Keeping WordPress Secure

A new year gives you a great start to take the best measures to boost up your security. Even WordPress pros can often forget that staying on top of the simple things can lead you to a successful and safe site. Here are a few tips to keep you and your WordPress in the right direction, secured and away from being vulnerable from any sort of attack.

 

Change your password (often) and don’t use common usernames.

It is highly important to always make sure your password is being changed often and that it is fitted for security. Random strings of numbers and letters are the best way to keep your password safe from hackers. You can even use password generators such as Norton Password Generator to give you a top-notch one.

Shy away from using ‘admin’ or anything simple when creating your username for WordPress.
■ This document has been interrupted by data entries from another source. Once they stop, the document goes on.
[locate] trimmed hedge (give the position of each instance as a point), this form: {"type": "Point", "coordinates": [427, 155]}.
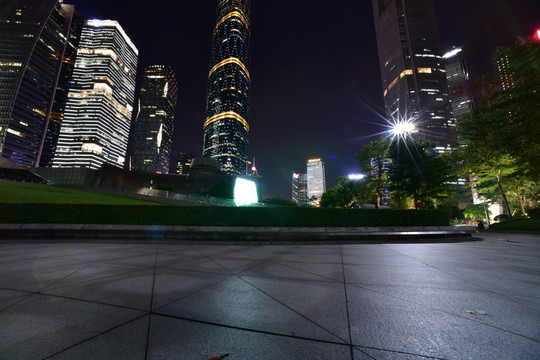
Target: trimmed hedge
{"type": "Point", "coordinates": [217, 216]}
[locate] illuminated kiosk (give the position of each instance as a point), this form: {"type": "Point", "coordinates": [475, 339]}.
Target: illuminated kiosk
{"type": "Point", "coordinates": [245, 192]}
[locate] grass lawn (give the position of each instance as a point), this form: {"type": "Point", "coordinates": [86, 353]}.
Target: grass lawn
{"type": "Point", "coordinates": [525, 225]}
{"type": "Point", "coordinates": [43, 204]}
{"type": "Point", "coordinates": [19, 193]}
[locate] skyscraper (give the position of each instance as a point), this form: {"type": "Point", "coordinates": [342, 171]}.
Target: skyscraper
{"type": "Point", "coordinates": [299, 189]}
{"type": "Point", "coordinates": [412, 68]}
{"type": "Point", "coordinates": [316, 183]}
{"type": "Point", "coordinates": [38, 39]}
{"type": "Point", "coordinates": [227, 106]}
{"type": "Point", "coordinates": [153, 129]}
{"type": "Point", "coordinates": [183, 163]}
{"type": "Point", "coordinates": [100, 101]}
{"type": "Point", "coordinates": [459, 90]}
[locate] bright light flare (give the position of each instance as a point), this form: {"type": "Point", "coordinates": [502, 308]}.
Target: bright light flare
{"type": "Point", "coordinates": [403, 129]}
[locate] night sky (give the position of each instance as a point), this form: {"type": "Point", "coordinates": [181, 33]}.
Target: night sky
{"type": "Point", "coordinates": [316, 88]}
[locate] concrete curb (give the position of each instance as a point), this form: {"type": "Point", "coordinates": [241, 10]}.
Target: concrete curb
{"type": "Point", "coordinates": [141, 232]}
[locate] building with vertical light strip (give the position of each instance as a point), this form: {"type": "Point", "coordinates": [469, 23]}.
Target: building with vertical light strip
{"type": "Point", "coordinates": [315, 176]}
{"type": "Point", "coordinates": [299, 189]}
{"type": "Point", "coordinates": [412, 69]}
{"type": "Point", "coordinates": [459, 90]}
{"type": "Point", "coordinates": [226, 126]}
{"type": "Point", "coordinates": [152, 134]}
{"type": "Point", "coordinates": [38, 39]}
{"type": "Point", "coordinates": [98, 113]}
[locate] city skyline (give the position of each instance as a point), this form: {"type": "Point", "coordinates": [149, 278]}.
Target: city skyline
{"type": "Point", "coordinates": [314, 87]}
{"type": "Point", "coordinates": [151, 134]}
{"type": "Point", "coordinates": [412, 69]}
{"type": "Point", "coordinates": [98, 116]}
{"type": "Point", "coordinates": [226, 125]}
{"type": "Point", "coordinates": [39, 40]}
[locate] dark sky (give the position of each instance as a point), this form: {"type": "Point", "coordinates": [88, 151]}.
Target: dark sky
{"type": "Point", "coordinates": [316, 89]}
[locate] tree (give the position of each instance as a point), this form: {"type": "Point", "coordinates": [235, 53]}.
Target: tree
{"type": "Point", "coordinates": [500, 140]}
{"type": "Point", "coordinates": [374, 160]}
{"type": "Point", "coordinates": [278, 201]}
{"type": "Point", "coordinates": [474, 212]}
{"type": "Point", "coordinates": [345, 194]}
{"type": "Point", "coordinates": [420, 172]}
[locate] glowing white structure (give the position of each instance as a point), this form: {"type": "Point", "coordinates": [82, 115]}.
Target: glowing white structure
{"type": "Point", "coordinates": [316, 184]}
{"type": "Point", "coordinates": [100, 100]}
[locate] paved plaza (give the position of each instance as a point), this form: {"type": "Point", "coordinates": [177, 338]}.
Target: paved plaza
{"type": "Point", "coordinates": [154, 299]}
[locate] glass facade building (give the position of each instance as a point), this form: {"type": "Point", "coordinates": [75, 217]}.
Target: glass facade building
{"type": "Point", "coordinates": [315, 176]}
{"type": "Point", "coordinates": [412, 68]}
{"type": "Point", "coordinates": [226, 125]}
{"type": "Point", "coordinates": [183, 163]}
{"type": "Point", "coordinates": [100, 100]}
{"type": "Point", "coordinates": [153, 129]}
{"type": "Point", "coordinates": [38, 40]}
{"type": "Point", "coordinates": [299, 189]}
{"type": "Point", "coordinates": [459, 89]}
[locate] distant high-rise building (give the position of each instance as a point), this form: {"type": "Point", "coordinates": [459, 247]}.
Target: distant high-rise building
{"type": "Point", "coordinates": [299, 189]}
{"type": "Point", "coordinates": [183, 163]}
{"type": "Point", "coordinates": [38, 40]}
{"type": "Point", "coordinates": [459, 89]}
{"type": "Point", "coordinates": [153, 129]}
{"type": "Point", "coordinates": [316, 183]}
{"type": "Point", "coordinates": [100, 101]}
{"type": "Point", "coordinates": [412, 68]}
{"type": "Point", "coordinates": [227, 106]}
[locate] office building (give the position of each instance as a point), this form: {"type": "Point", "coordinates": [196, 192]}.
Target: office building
{"type": "Point", "coordinates": [98, 113]}
{"type": "Point", "coordinates": [315, 176]}
{"type": "Point", "coordinates": [38, 39]}
{"type": "Point", "coordinates": [226, 126]}
{"type": "Point", "coordinates": [154, 127]}
{"type": "Point", "coordinates": [183, 163]}
{"type": "Point", "coordinates": [412, 69]}
{"type": "Point", "coordinates": [459, 90]}
{"type": "Point", "coordinates": [299, 189]}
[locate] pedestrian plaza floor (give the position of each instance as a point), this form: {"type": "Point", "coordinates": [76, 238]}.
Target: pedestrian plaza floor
{"type": "Point", "coordinates": [84, 299]}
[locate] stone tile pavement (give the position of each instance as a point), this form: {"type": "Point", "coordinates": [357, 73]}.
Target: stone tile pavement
{"type": "Point", "coordinates": [118, 299]}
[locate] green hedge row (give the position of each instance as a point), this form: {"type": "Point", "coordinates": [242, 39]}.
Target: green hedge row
{"type": "Point", "coordinates": [216, 216]}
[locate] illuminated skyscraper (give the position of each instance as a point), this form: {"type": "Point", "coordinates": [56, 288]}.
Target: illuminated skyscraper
{"type": "Point", "coordinates": [299, 189]}
{"type": "Point", "coordinates": [227, 106]}
{"type": "Point", "coordinates": [459, 90]}
{"type": "Point", "coordinates": [183, 163]}
{"type": "Point", "coordinates": [412, 68]}
{"type": "Point", "coordinates": [153, 129]}
{"type": "Point", "coordinates": [100, 100]}
{"type": "Point", "coordinates": [316, 183]}
{"type": "Point", "coordinates": [38, 40]}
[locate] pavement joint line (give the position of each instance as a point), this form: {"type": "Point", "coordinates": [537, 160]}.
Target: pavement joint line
{"type": "Point", "coordinates": [251, 330]}
{"type": "Point", "coordinates": [397, 352]}
{"type": "Point", "coordinates": [278, 301]}
{"type": "Point", "coordinates": [347, 309]}
{"type": "Point", "coordinates": [447, 312]}
{"type": "Point", "coordinates": [295, 311]}
{"type": "Point", "coordinates": [96, 335]}
{"type": "Point", "coordinates": [41, 291]}
{"type": "Point", "coordinates": [468, 282]}
{"type": "Point", "coordinates": [151, 303]}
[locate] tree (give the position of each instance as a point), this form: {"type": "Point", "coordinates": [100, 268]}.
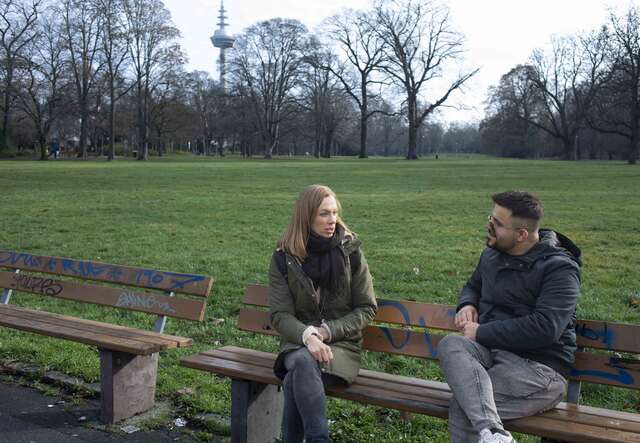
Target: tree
{"type": "Point", "coordinates": [265, 64]}
{"type": "Point", "coordinates": [617, 108]}
{"type": "Point", "coordinates": [568, 79]}
{"type": "Point", "coordinates": [114, 45]}
{"type": "Point", "coordinates": [419, 44]}
{"type": "Point", "coordinates": [43, 82]}
{"type": "Point", "coordinates": [17, 31]}
{"type": "Point", "coordinates": [82, 24]}
{"type": "Point", "coordinates": [153, 53]}
{"type": "Point", "coordinates": [354, 34]}
{"type": "Point", "coordinates": [507, 128]}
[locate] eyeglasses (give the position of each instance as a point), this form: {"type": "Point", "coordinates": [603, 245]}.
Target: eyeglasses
{"type": "Point", "coordinates": [494, 221]}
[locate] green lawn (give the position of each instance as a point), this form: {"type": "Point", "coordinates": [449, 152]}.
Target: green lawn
{"type": "Point", "coordinates": [223, 218]}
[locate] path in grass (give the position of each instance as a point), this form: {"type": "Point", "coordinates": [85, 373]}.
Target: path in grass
{"type": "Point", "coordinates": [422, 226]}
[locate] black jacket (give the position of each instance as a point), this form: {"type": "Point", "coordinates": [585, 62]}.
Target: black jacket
{"type": "Point", "coordinates": [527, 303]}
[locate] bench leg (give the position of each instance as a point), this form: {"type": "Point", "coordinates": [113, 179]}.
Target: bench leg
{"type": "Point", "coordinates": [256, 412]}
{"type": "Point", "coordinates": [128, 384]}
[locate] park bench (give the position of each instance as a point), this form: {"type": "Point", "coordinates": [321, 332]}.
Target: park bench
{"type": "Point", "coordinates": [128, 356]}
{"type": "Point", "coordinates": [405, 328]}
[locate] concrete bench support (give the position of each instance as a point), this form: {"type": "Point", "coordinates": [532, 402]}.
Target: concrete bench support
{"type": "Point", "coordinates": [128, 384]}
{"type": "Point", "coordinates": [256, 412]}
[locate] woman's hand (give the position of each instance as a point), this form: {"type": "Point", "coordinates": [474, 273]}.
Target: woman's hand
{"type": "Point", "coordinates": [465, 315]}
{"type": "Point", "coordinates": [319, 350]}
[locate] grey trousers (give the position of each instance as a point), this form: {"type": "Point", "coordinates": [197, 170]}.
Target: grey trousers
{"type": "Point", "coordinates": [491, 385]}
{"type": "Point", "coordinates": [305, 414]}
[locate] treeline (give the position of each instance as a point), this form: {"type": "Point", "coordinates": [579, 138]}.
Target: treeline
{"type": "Point", "coordinates": [108, 77]}
{"type": "Point", "coordinates": [103, 75]}
{"type": "Point", "coordinates": [578, 98]}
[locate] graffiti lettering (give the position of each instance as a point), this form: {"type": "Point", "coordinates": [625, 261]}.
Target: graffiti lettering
{"type": "Point", "coordinates": [116, 274]}
{"type": "Point", "coordinates": [132, 300]}
{"type": "Point", "coordinates": [406, 317]}
{"type": "Point", "coordinates": [45, 286]}
{"type": "Point", "coordinates": [12, 258]}
{"type": "Point", "coordinates": [604, 335]}
{"type": "Point", "coordinates": [621, 375]}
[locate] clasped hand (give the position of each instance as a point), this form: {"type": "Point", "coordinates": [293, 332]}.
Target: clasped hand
{"type": "Point", "coordinates": [466, 320]}
{"type": "Point", "coordinates": [319, 350]}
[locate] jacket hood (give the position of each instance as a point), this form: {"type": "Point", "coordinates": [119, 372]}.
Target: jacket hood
{"type": "Point", "coordinates": [553, 242]}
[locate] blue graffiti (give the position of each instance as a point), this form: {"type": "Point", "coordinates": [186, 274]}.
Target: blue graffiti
{"type": "Point", "coordinates": [113, 273]}
{"type": "Point", "coordinates": [605, 335]}
{"type": "Point", "coordinates": [407, 336]}
{"type": "Point", "coordinates": [622, 376]}
{"type": "Point", "coordinates": [12, 258]}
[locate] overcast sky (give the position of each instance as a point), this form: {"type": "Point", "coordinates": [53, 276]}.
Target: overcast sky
{"type": "Point", "coordinates": [499, 33]}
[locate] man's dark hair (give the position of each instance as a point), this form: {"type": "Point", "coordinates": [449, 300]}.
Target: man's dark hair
{"type": "Point", "coordinates": [522, 204]}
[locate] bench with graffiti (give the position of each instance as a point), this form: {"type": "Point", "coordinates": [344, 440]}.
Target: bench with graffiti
{"type": "Point", "coordinates": [406, 328]}
{"type": "Point", "coordinates": [128, 355]}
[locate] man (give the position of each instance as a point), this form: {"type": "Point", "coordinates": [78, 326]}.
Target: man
{"type": "Point", "coordinates": [517, 318]}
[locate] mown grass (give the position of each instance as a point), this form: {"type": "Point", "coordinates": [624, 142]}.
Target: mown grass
{"type": "Point", "coordinates": [223, 217]}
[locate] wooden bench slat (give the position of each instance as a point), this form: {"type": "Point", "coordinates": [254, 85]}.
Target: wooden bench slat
{"type": "Point", "coordinates": [86, 337]}
{"type": "Point", "coordinates": [165, 340]}
{"type": "Point", "coordinates": [231, 361]}
{"type": "Point", "coordinates": [589, 367]}
{"type": "Point", "coordinates": [410, 385]}
{"type": "Point", "coordinates": [106, 296]}
{"type": "Point", "coordinates": [618, 337]}
{"type": "Point", "coordinates": [193, 284]}
{"type": "Point", "coordinates": [567, 431]}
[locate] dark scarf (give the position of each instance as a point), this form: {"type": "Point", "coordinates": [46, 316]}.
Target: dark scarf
{"type": "Point", "coordinates": [325, 262]}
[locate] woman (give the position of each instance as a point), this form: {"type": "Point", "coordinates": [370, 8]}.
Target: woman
{"type": "Point", "coordinates": [321, 297]}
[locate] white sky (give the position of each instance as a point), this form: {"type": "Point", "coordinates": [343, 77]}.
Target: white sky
{"type": "Point", "coordinates": [500, 33]}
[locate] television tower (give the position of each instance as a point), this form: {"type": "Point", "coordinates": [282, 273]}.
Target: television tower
{"type": "Point", "coordinates": [221, 40]}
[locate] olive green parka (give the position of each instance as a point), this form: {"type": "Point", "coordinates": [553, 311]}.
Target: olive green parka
{"type": "Point", "coordinates": [295, 305]}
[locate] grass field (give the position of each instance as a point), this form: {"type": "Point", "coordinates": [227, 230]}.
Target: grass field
{"type": "Point", "coordinates": [421, 223]}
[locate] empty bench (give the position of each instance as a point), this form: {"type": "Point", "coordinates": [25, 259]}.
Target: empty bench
{"type": "Point", "coordinates": [128, 356]}
{"type": "Point", "coordinates": [405, 328]}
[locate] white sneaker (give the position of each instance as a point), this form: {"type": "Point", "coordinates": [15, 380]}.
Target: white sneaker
{"type": "Point", "coordinates": [486, 436]}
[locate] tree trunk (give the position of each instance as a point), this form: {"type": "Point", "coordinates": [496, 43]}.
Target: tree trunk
{"type": "Point", "coordinates": [112, 125]}
{"type": "Point", "coordinates": [412, 114]}
{"type": "Point", "coordinates": [363, 118]}
{"type": "Point", "coordinates": [412, 153]}
{"type": "Point", "coordinates": [4, 138]}
{"type": "Point", "coordinates": [633, 144]}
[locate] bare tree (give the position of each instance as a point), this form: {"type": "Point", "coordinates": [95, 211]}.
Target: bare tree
{"type": "Point", "coordinates": [17, 31]}
{"type": "Point", "coordinates": [568, 79]}
{"type": "Point", "coordinates": [114, 45]}
{"type": "Point", "coordinates": [265, 61]}
{"type": "Point", "coordinates": [617, 108]}
{"type": "Point", "coordinates": [419, 44]}
{"type": "Point", "coordinates": [204, 94]}
{"type": "Point", "coordinates": [355, 35]}
{"type": "Point", "coordinates": [510, 107]}
{"type": "Point", "coordinates": [43, 82]}
{"type": "Point", "coordinates": [153, 54]}
{"type": "Point", "coordinates": [82, 24]}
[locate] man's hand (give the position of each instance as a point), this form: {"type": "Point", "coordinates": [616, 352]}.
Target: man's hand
{"type": "Point", "coordinates": [467, 314]}
{"type": "Point", "coordinates": [469, 330]}
{"type": "Point", "coordinates": [319, 350]}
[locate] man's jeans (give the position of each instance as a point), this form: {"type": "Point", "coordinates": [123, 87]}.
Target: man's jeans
{"type": "Point", "coordinates": [304, 414]}
{"type": "Point", "coordinates": [493, 385]}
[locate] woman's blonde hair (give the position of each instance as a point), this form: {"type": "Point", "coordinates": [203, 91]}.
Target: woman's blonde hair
{"type": "Point", "coordinates": [295, 237]}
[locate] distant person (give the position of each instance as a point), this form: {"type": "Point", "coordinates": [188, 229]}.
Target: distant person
{"type": "Point", "coordinates": [55, 149]}
{"type": "Point", "coordinates": [321, 297]}
{"type": "Point", "coordinates": [517, 318]}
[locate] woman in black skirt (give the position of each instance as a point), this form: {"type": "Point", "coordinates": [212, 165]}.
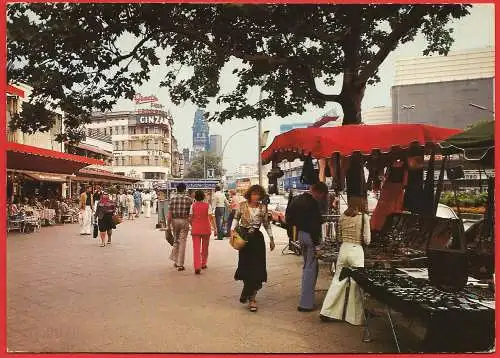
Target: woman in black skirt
{"type": "Point", "coordinates": [252, 257]}
{"type": "Point", "coordinates": [104, 214]}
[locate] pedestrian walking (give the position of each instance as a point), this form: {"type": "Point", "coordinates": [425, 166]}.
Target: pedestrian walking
{"type": "Point", "coordinates": [137, 202]}
{"type": "Point", "coordinates": [154, 201]}
{"type": "Point", "coordinates": [219, 203]}
{"type": "Point", "coordinates": [86, 209]}
{"type": "Point", "coordinates": [122, 202]}
{"type": "Point", "coordinates": [248, 219]}
{"type": "Point", "coordinates": [104, 215]}
{"type": "Point", "coordinates": [354, 229]}
{"type": "Point", "coordinates": [147, 203]}
{"type": "Point", "coordinates": [97, 197]}
{"type": "Point", "coordinates": [304, 213]}
{"type": "Point", "coordinates": [202, 221]}
{"type": "Point", "coordinates": [236, 200]}
{"type": "Point", "coordinates": [178, 222]}
{"type": "Point", "coordinates": [162, 207]}
{"type": "Point", "coordinates": [130, 205]}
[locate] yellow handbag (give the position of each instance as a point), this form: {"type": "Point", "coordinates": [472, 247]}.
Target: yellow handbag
{"type": "Point", "coordinates": [236, 241]}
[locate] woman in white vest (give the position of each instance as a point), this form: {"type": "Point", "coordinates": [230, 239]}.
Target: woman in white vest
{"type": "Point", "coordinates": [343, 300]}
{"type": "Point", "coordinates": [147, 203]}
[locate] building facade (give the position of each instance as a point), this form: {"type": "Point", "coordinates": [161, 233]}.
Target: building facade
{"type": "Point", "coordinates": [377, 115]}
{"type": "Point", "coordinates": [216, 144]}
{"type": "Point", "coordinates": [143, 144]}
{"type": "Point", "coordinates": [201, 133]}
{"type": "Point", "coordinates": [445, 90]}
{"type": "Point", "coordinates": [44, 140]}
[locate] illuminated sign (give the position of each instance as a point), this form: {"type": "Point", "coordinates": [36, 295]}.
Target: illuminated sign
{"type": "Point", "coordinates": [152, 119]}
{"type": "Point", "coordinates": [139, 98]}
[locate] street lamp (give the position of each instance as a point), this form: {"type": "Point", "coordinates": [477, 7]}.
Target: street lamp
{"type": "Point", "coordinates": [481, 107]}
{"type": "Point", "coordinates": [408, 108]}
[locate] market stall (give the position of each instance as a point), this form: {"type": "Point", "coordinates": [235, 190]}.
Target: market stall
{"type": "Point", "coordinates": [398, 147]}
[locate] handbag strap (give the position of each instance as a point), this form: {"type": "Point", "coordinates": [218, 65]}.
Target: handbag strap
{"type": "Point", "coordinates": [362, 227]}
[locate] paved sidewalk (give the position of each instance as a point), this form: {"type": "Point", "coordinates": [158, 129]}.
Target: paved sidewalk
{"type": "Point", "coordinates": [67, 294]}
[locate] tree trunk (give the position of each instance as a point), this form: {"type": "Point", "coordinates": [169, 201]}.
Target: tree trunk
{"type": "Point", "coordinates": [352, 97]}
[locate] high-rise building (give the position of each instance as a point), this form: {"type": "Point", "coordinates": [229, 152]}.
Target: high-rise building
{"type": "Point", "coordinates": [216, 144]}
{"type": "Point", "coordinates": [439, 90]}
{"type": "Point", "coordinates": [186, 153]}
{"type": "Point", "coordinates": [201, 132]}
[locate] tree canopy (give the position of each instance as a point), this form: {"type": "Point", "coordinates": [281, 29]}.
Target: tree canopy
{"type": "Point", "coordinates": [203, 161]}
{"type": "Point", "coordinates": [75, 57]}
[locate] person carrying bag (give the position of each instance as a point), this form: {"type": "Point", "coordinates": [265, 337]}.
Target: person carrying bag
{"type": "Point", "coordinates": [343, 300]}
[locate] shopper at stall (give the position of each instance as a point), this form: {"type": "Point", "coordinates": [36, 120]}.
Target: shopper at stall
{"type": "Point", "coordinates": [178, 222]}
{"type": "Point", "coordinates": [104, 214]}
{"type": "Point", "coordinates": [137, 202]}
{"type": "Point", "coordinates": [147, 203]}
{"type": "Point", "coordinates": [304, 213]}
{"type": "Point", "coordinates": [219, 203]}
{"type": "Point", "coordinates": [97, 196]}
{"type": "Point", "coordinates": [86, 209]}
{"type": "Point", "coordinates": [247, 221]}
{"type": "Point", "coordinates": [354, 228]}
{"type": "Point", "coordinates": [122, 203]}
{"type": "Point", "coordinates": [202, 221]}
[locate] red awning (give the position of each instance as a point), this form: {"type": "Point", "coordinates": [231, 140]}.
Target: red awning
{"type": "Point", "coordinates": [104, 175]}
{"type": "Point", "coordinates": [323, 142]}
{"type": "Point", "coordinates": [26, 157]}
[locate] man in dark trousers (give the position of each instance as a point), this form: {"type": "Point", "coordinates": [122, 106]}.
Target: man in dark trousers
{"type": "Point", "coordinates": [304, 213]}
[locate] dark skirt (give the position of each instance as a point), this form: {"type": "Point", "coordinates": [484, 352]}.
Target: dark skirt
{"type": "Point", "coordinates": [252, 261]}
{"type": "Point", "coordinates": [106, 223]}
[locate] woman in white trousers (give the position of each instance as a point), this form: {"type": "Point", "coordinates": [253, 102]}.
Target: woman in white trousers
{"type": "Point", "coordinates": [354, 228]}
{"type": "Point", "coordinates": [147, 204]}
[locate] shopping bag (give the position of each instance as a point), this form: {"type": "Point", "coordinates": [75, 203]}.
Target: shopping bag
{"type": "Point", "coordinates": [169, 236]}
{"type": "Point", "coordinates": [117, 219]}
{"type": "Point", "coordinates": [237, 241]}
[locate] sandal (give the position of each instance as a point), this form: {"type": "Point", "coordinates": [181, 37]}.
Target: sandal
{"type": "Point", "coordinates": [252, 306]}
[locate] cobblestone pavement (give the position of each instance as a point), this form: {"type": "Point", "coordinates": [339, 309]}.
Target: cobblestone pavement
{"type": "Point", "coordinates": [67, 294]}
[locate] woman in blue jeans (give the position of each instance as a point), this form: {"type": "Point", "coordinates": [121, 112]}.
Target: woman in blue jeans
{"type": "Point", "coordinates": [219, 203]}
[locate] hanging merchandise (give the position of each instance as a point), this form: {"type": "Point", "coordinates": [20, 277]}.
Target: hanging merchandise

If that’s the case, you may change it by adding /wp-login.php or /wp-admin/ at the end of your domain name.

Another great way to keep your security measure boosted is through two-step authentication. Two-step authentication (2FA) means a password is required along with an authorization code that is sent to either your phone or email, in order to get through the site. Owners decide what those two can be, whether a regular password followed with a secret question, a code or set of specific characters.

 

SSL to encrypt data

SSL, Secure Socket Layer, ensures security to data transfer between user browsers and the server, which makes it difficult for hackers to breach the connection or access your information.

For WordPress, you are able to purchase one from dedicated companies or ask your hosting firm to provide you one, often found in their hosting packages.

A bonus to using SSL, is Google ranks sites with SSL higher than those who don’t have it. In other words, more traffic for your website.

 

Securing themes and plugins

WordPress is updated frequently. Updates that are made for the purpose of fixing bugs, as well as updating vital security patches. In doing so, can cause some serious harm that you want to avoid at all cost.

In other words, update plugins, themes, everything. Regularly.

However, if you do want to use the built-in plugin and theme editor in the dashboard, you’re better off disabling it. Authorized users are given access to this editor, and, if by any chance the account is hacked, the same editor can be used to take down the entire site just by modifying the code.